In his erudite diagnosis of modern culture, Hoekendjik argues, in contrast that the image of our age is not Dionysus, but Sisyphus. “Previous generations found their symbol in Prometheus, the undaunted revolutionary who has dreamed up a new future for mankind and who now is going to bring it about, striving boldly after the divine crown. . . . Our generation is in the process of exchanging this symbol for another one: Sisyphus, the ‘hero of absurdity,’ who mockingly plods along, although he knows that the whole business does not contain a single promise.”Contrary to understanding the late modern age as a period of unbridled exultation in pleasure and excess, “this sisyphean existence is marked by incessant boredom.” (p. 49)

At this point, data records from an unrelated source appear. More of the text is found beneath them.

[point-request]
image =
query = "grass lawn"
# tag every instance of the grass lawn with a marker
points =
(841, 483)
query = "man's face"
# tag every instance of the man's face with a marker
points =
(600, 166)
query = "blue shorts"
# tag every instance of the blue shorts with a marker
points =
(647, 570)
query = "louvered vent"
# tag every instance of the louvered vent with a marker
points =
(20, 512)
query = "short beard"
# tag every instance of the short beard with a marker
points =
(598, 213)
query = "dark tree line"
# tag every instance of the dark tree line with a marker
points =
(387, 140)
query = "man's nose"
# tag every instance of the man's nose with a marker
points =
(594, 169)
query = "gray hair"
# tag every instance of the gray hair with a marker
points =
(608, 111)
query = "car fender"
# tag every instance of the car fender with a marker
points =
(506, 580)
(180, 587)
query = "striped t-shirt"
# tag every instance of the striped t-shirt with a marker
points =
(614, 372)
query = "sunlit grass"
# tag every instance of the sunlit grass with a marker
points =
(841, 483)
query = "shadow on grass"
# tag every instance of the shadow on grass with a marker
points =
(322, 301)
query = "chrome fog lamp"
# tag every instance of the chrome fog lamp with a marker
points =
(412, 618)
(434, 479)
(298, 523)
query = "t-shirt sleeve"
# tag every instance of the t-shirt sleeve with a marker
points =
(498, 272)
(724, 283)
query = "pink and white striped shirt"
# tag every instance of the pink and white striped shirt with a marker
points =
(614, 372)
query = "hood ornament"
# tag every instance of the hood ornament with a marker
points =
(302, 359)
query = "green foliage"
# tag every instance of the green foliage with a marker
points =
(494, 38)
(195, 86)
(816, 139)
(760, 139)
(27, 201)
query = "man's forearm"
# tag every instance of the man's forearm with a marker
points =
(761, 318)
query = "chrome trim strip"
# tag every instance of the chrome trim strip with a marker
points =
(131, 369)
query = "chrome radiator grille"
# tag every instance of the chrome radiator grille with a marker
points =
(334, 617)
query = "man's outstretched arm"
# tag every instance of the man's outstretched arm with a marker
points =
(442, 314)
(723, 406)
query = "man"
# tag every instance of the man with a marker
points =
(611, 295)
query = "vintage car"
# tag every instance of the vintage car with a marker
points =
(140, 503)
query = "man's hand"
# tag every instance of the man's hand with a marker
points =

This goes along with David Bentley Hart’s incisive comment that “the precise symbol of this anesthesia [of modernity], perhaps, would be not wine (which speaks of creation’s goodness and tends to disorient the acquisitive rapacity of a keen mind) but aspirin (which speaks of the world’s oppressive glare and thins the blood).” The notion that the late modern life is one of over-jubilation and excessive gratification is skewed. The pathos of modernity is a life of yawning impotence. Viagra, anyone?
Again, as Hoekendjik says, “This yawning boredom lies behind so much busyness and noisy ideology. It is often as if in an opera we hear the whole chorus sing fortissimo, ‘We are marching! We are marching!’ but nobody advances. We will not understand the bragging song if we do not notice that in the meantime everybody in boredom is marching in place; we don’t understand the ideology quite right if it escapes us that it is often used merely as a hand to cover the yawning mouth. We overestimated the rebellion if we forget that it is the resistance of a conformist, who really discovered a long time ago that it is all so meaningless. It is the scream of a trapped animal.” (p. 50)
The person of the modern age is a listless wanderer who trudges around, moving from one stupid pleasure to the next, never enjoying much of anything in the process. This sort of sentiment is captured perfectly by Stewie Griffin in “Family Guy.” In the process of trying to win a bet about being able to pass as the coolest kid in a high school, he takes on the persona of “Zac Sawyer” who just transferred in from “rich, expensive, car driving, sex having high school.” Upon being told that “that’s sooo cool” he replies “No, it’s lame. Everything’s lame.” At once he is received as the coolest kid in school. And there you have late modernity in a sentence.